Last night, the Senate passed the Formerly Incarcerated Reenter Society Transformed Safely Transitioning Every Person (FIRST STEP) Act, a bill which could provide relief to thousands of federal inmates and an untold number of future defendants for federal drug crimes. The Senate was widely considered to be the biggest hurdle to the bill’s success, and so activists and other supporters are celebrating in a way seldom seen in Washington criminal justice circles. With the president’s vocal support of the bill, it is likely to pass the House and be signed into law.


Although most news stories about FIRST STEP feature the “unlikely allies” from across the political and ideological spectrum that supported this bill, such language downplays the many years of tireless effort organizations on the left and right have put into bipartisan reform. Previous efforts have come up short, in one instance painfully close to the finish line, so the relief and elation many advocates are expressing are well-earned. While Cato policy precludes its scholars from endorsing legislation, my most sincere congratulations to the many organizations and individuals who fought so hard to make yesterday’s passage happen.
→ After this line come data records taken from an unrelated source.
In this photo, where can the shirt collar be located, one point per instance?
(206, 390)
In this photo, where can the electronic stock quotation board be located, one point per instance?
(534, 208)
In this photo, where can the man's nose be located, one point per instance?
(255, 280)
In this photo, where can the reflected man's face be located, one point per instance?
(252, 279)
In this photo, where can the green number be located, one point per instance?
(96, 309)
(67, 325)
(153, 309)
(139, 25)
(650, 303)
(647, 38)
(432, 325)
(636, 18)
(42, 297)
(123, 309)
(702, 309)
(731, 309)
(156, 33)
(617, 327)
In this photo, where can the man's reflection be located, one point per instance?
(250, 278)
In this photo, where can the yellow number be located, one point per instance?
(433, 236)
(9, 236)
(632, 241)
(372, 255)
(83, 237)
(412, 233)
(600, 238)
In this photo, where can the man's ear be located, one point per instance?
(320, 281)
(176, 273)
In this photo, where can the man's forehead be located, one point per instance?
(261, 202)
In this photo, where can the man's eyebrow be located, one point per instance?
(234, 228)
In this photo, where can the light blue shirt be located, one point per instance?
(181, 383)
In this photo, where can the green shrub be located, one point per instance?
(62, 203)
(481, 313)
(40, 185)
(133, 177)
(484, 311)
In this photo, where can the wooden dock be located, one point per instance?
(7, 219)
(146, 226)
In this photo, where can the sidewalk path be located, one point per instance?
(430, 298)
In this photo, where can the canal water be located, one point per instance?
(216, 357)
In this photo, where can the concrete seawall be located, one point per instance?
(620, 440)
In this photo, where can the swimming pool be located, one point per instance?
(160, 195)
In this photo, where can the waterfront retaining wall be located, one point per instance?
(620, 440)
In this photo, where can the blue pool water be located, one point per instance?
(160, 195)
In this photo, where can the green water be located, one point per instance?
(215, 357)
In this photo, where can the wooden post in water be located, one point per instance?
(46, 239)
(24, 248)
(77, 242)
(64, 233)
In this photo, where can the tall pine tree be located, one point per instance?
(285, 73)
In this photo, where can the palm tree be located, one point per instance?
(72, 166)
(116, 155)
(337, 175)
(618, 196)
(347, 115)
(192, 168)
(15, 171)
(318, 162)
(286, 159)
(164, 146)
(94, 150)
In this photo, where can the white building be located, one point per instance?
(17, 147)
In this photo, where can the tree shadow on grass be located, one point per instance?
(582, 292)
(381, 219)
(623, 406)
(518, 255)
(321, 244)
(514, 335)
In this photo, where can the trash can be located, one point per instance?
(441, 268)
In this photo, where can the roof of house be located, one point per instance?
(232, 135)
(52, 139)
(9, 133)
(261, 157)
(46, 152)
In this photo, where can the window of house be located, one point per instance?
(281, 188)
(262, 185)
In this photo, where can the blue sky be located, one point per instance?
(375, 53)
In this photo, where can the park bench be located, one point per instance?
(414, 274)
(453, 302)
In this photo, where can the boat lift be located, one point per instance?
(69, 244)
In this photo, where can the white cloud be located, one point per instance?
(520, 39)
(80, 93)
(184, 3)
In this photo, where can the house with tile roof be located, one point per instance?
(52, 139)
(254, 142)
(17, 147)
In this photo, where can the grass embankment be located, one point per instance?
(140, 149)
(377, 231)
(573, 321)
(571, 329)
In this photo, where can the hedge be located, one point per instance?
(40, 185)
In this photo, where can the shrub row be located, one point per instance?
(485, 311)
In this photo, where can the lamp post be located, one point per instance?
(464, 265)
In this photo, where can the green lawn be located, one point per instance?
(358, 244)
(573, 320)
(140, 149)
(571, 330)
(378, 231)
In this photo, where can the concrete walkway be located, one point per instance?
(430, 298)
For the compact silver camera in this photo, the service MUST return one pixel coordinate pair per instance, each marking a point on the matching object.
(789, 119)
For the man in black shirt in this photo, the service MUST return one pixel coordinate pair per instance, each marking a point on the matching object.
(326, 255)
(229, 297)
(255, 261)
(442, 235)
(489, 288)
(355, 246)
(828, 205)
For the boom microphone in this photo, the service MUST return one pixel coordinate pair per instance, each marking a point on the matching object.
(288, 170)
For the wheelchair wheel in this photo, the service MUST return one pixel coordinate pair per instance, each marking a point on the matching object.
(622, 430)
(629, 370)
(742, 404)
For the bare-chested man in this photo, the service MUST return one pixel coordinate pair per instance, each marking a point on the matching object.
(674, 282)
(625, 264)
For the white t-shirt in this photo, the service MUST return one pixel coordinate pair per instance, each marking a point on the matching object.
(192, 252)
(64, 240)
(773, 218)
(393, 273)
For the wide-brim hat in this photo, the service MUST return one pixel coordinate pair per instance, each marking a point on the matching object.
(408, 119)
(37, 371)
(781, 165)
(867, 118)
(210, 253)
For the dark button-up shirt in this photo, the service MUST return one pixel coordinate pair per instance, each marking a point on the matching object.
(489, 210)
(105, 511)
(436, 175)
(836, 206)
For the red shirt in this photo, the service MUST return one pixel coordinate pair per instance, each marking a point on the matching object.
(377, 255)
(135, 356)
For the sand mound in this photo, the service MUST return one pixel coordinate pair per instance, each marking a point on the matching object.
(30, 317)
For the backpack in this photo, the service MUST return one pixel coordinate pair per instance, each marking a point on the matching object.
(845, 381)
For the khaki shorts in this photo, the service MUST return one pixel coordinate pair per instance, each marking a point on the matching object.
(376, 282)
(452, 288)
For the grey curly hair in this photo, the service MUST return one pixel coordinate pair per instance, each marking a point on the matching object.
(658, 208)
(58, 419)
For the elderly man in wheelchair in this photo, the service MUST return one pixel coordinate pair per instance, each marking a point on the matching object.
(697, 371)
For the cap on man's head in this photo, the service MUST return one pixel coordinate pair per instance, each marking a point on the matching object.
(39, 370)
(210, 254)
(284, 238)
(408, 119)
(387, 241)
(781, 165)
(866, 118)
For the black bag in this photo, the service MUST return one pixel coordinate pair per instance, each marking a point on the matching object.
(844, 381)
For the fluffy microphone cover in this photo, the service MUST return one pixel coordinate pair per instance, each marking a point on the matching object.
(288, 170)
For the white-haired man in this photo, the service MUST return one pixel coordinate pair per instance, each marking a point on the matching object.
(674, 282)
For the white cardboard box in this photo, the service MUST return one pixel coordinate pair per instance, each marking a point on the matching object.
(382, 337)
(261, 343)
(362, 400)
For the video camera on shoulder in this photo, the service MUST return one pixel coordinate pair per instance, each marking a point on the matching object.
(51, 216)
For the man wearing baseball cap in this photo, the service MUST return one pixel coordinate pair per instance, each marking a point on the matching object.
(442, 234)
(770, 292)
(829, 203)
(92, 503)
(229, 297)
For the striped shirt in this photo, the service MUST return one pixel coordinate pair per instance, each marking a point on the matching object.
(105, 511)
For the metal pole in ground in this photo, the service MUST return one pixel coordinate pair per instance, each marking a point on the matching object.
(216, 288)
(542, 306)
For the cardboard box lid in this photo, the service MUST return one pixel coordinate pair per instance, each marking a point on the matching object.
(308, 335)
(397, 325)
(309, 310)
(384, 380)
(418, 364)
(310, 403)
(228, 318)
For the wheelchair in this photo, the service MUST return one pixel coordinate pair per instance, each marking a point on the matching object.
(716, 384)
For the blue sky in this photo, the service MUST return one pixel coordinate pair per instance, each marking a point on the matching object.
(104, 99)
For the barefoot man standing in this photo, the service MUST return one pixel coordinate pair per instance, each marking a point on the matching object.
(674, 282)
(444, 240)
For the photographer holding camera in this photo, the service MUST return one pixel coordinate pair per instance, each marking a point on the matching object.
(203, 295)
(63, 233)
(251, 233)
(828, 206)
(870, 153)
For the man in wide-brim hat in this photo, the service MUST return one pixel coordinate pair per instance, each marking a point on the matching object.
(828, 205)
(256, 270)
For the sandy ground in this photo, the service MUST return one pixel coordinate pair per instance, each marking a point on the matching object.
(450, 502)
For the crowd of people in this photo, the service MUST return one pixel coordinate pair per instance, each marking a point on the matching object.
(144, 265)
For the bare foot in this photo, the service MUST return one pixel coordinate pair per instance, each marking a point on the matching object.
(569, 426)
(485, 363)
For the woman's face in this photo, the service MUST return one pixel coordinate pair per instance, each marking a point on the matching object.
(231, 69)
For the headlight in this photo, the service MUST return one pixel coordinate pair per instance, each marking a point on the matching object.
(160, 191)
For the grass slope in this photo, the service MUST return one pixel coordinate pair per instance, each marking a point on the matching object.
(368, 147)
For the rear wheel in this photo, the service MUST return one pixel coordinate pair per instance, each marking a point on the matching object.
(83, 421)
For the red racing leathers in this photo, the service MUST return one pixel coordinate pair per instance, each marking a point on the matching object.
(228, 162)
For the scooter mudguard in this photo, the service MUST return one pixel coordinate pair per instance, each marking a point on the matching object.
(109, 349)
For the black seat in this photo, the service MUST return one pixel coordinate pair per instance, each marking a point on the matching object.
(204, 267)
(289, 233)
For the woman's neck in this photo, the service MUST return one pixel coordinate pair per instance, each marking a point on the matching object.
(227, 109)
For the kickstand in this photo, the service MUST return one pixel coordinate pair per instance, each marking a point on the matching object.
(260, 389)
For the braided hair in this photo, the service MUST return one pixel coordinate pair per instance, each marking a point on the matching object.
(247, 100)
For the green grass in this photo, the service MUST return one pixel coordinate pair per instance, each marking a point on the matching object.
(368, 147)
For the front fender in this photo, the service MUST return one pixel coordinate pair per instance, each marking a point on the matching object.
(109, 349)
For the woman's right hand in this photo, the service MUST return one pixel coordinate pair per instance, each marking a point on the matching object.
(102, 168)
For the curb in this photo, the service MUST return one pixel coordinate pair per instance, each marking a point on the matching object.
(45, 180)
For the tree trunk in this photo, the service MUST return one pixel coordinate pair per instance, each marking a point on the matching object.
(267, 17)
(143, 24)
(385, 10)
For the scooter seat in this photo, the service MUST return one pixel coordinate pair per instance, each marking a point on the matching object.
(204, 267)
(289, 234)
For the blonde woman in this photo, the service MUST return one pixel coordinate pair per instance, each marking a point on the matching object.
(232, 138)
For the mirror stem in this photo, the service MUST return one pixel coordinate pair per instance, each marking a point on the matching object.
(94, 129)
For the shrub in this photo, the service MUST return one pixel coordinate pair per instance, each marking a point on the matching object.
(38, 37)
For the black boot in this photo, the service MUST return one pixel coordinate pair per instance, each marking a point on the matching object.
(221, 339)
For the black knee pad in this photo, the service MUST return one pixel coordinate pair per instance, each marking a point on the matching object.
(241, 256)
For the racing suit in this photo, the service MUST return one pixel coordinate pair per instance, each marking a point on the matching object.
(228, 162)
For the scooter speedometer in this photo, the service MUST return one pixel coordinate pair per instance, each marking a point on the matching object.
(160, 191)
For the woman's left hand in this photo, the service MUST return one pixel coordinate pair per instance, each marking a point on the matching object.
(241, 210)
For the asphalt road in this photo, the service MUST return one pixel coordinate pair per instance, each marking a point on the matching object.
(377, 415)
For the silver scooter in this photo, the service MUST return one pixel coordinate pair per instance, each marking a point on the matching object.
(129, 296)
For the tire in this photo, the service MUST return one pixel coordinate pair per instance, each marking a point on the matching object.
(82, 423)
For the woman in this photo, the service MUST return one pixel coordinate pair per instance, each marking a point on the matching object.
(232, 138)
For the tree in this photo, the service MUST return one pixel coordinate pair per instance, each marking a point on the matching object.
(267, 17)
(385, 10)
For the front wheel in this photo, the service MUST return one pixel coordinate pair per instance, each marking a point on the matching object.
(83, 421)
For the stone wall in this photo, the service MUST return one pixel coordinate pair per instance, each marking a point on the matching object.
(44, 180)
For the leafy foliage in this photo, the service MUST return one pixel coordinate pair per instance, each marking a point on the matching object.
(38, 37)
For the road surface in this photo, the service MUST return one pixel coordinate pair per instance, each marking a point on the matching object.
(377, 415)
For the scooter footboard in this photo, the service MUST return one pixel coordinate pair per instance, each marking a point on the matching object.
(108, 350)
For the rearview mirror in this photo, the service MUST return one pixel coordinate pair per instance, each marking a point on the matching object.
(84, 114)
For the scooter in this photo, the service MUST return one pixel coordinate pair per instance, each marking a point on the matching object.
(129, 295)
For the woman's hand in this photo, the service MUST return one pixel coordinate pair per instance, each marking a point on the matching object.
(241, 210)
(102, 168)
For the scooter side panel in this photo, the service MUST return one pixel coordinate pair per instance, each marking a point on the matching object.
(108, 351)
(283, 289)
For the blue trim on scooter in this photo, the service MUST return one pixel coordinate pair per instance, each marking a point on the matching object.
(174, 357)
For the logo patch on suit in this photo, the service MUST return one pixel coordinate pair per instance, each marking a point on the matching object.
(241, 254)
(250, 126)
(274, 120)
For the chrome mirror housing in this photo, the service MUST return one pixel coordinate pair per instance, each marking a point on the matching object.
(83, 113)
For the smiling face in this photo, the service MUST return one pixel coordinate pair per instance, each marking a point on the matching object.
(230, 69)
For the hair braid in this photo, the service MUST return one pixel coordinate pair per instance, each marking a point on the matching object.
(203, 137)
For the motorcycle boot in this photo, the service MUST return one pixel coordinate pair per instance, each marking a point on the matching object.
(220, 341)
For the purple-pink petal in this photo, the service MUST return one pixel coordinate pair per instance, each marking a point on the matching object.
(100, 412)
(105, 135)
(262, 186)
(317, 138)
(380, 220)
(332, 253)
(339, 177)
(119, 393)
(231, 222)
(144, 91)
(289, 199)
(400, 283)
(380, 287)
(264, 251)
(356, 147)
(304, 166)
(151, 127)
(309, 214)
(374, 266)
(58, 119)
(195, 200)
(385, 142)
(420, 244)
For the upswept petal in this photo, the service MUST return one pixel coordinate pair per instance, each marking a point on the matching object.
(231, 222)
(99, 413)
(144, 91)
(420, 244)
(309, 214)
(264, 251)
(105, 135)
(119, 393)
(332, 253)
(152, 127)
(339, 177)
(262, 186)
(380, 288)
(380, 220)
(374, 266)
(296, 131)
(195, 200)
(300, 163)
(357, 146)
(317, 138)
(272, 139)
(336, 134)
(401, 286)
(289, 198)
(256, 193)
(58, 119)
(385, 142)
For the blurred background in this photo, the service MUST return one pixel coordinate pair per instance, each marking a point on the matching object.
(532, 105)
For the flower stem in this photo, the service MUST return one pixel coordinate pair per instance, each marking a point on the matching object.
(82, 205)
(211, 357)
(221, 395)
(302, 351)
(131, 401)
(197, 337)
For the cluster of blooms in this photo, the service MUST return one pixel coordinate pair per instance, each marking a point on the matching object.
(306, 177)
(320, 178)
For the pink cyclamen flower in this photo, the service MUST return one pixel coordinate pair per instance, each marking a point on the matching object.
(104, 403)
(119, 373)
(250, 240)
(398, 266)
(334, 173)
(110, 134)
All that said, the FIRST STEP Act is aptly named because it only serves a small segment of the nation’s incarcerated population and thus cannot be the endpoint in the ongoing struggle for criminal justice reform. The United States holds over two million people in jails and prisons, mostly at the state and local levels. To the eligible prisoners who will be affected by FIRST STEP, the law may be a godsend, but for the vast majority of inmates, nothing will change when the president signs the bill into law. Taking nothing away from the achievements of FIRST STEP’s proponents, so much more needs to be done at every level of our criminal and carceral system.


Law enforcement officers continue to harass and over-police neighborhoods, bringing more people into the correctional system than need to be there in the first place. Prosecutors overcharge and over-sentence offenders, particularly those that exercise their constitutional rights to jury trials. Judges are still hamstrung by mandatory minimum sentencing laws that remove discretion and mercy in favor of punishment that may do more damage than good to the community.


Again, congratulations to our friends on the left, the right, and those in between who worked so hard to pass FIRST STEP. Cato is already working with some of these organizations on the next steps to making our criminal system fairer and less punitive.